An early transient increase of intracellular Na + may be one of the first components of the mitogenic signal. Direct detection by 23Na-NMR spectroscopy in quiescent 3T3 mouse fibroblasts stimulated by growth factors

Abstract

23Na-NMR spectroscopy was designed to allow for continuous recording of intracellular Na + in 3T3 fibroblasts stimulated by serum growth-factors in the presence of ion transport inhibitors. The metabolic state of cells at rest and following stimulation was monitored by 31P-NMR spectra of ATP and related high-energy phosphates. The study demonstrates that early activation of ion transporters by addition of serum is marked by the appearance of transient increase of the intracellular Na +, beginning 3 min after addition of serum to quiescent culture and lasting approx. 20 min. The initial rise in cellular Na + results from an increased activity of the bumetanide-sensitive Na +/K +/Cl − cotransport and of the amiloride-sensitive Na +/H + antiport. It is suppressed by any one of these inhibitors.
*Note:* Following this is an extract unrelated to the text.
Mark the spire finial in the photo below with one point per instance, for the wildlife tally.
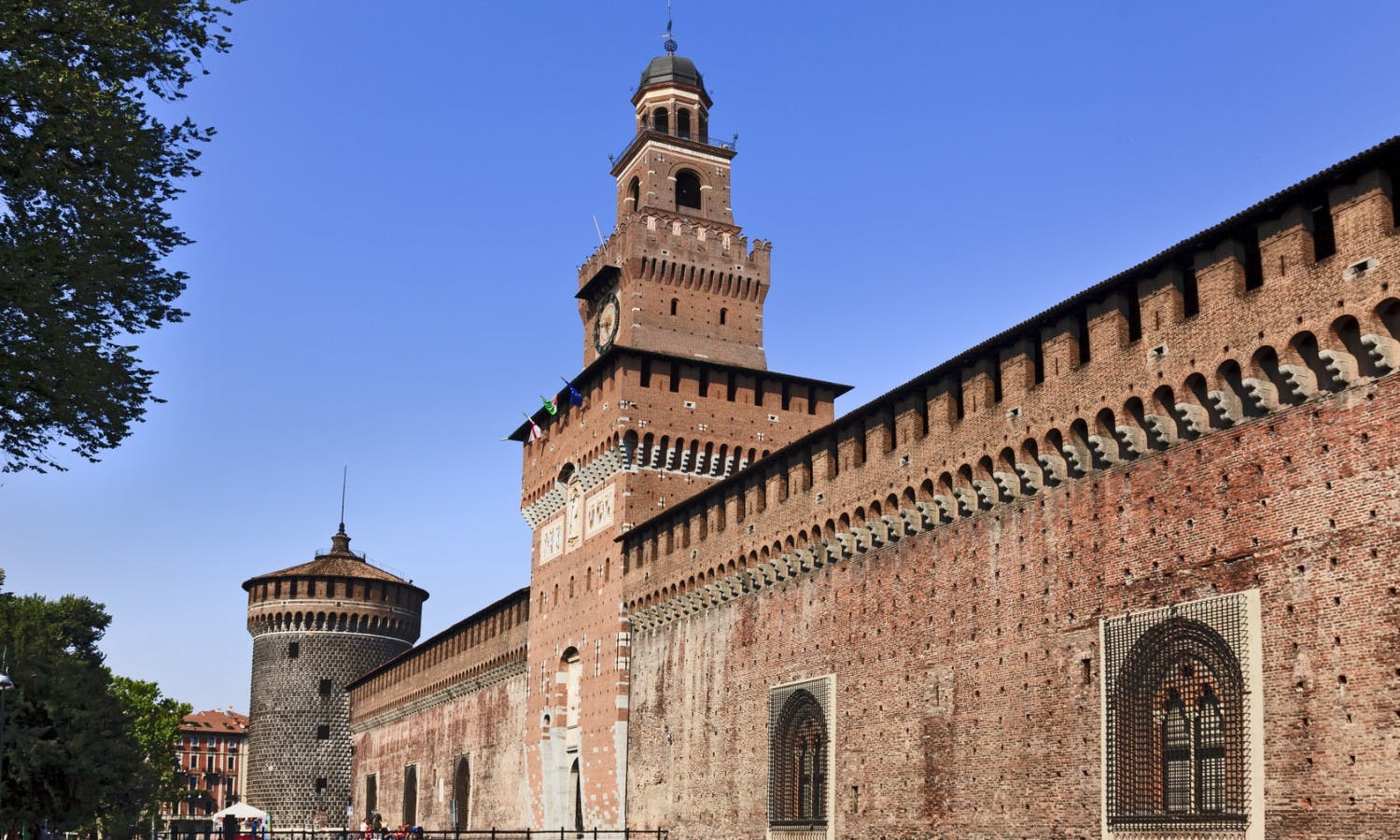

Subsequent activation of the ouabain-sensitive Na +/K +-ATPase results in an increased Na + efflux, leading to a return of intracellular Na + to its initial baseline. Previous work had shown that the early activation of bumetanide-sensitive and amiloride sensitive ion-transporters by growth-factors was essential for induction of cell division, at least in some cell types. Preventing ion activation by adding ion-transport inhibitors lead to the inhibition of DNA synthesis 18 h later. This process was reversible upon elimination of these inhibitors. Even though alternative non-specific effects of these inhibitors cannot be ruled out, the observed transient peak in intracellular Na + may be one of the earliest components of the mitogenic signal. On the basis of previous works, its effect seems to be related to the activation of Ca 2+-dependent and cyclic AMP second messenger pathways. The different mechanisms whereby the activated Na +/K +/Cl − cotransport and the Na +/H + antiport contribute to this signal need to be further investigated.